We update the most recent commit on requiredParticipant replicas if out of sync during the prepare round in beginAndRepairPaxos method. We keep doing this in a loop till the requiredParticipant replicas have the same most recent commit or we hit timeout.
Say we have 3 machines A,B and C and gc grace on the table is 10 days. We do a CAS write at time 0 and it went to A and B but not to C. C will get the hint later but will not update the most recent commit in paxos table. This is how CAS hints work.
In the paxos table whose gc_grace=0, most_recent_commit in A and B will be inserted with timestamp 0 and with a TTL of 10 days. After 10 days, this insert will become a tombstone at time 0 till it is compacted away since gc_grace=0.

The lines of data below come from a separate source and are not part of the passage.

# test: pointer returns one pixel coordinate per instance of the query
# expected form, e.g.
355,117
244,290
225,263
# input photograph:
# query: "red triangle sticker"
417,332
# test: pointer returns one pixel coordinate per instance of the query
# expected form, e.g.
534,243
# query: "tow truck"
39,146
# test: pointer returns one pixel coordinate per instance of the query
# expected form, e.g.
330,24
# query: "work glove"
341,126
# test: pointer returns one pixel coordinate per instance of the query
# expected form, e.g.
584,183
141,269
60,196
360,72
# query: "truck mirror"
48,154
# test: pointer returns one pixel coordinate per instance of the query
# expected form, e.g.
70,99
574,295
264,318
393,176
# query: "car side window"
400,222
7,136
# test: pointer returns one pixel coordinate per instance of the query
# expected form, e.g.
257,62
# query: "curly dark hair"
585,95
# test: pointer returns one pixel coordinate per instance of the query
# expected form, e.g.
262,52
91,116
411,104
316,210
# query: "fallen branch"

Do a CAS read after say 1 day on the same CQL partition and this time prepare phase involved A and C. most_recent_commit on C for this CQL partition is empty. A sends the most_recent_commit to C with a timestamp of 0 and with a TTL of 10 days. This most_recent_commit on C will expire on 11th day since it is inserted after 1 day.
most_recent_commit are now in sync on A,B and C, however A and B most_recent_commit will expire on 10th day whereas for C it will expire on 11th day since it was inserted one day later.
Do another CAS read after 10days when most_recent_commit on A and B have expired and is treated as tombstones till compacted. In this CAS read, say A and C are involved in prepare phase. most_recent_commit will not match between them since it is expired in A and is still there on C. This will cause most_recent_commit to be applied to A with a timestamp of 0 and TTL of 10 days. If A has not compacted away the original most_recent_commit which has expired, this new write to most_recent_commit wont be visible on reads since there is a tombstone with same timestamp(Delete wins over data with same timestamp).
Another round of prepare will follow and again A would say it does not know about most_recent_write(covered by original write which is not a tombstone) and C will again try to send the write to A. This can keep going on till the request timeouts or only A and B are involved in the prepare phase.
When A’s original most_recent_commit which is now a tombstone is compacted, all the inserts which it was covering will come live. This will in turn again get played to another replica. This ping pong can keep going on for a long time.
The issue is that most_recent_commit is expiring at different times across replicas. When they get replayed to a replica to make it in sync, we again set the TTL from that point.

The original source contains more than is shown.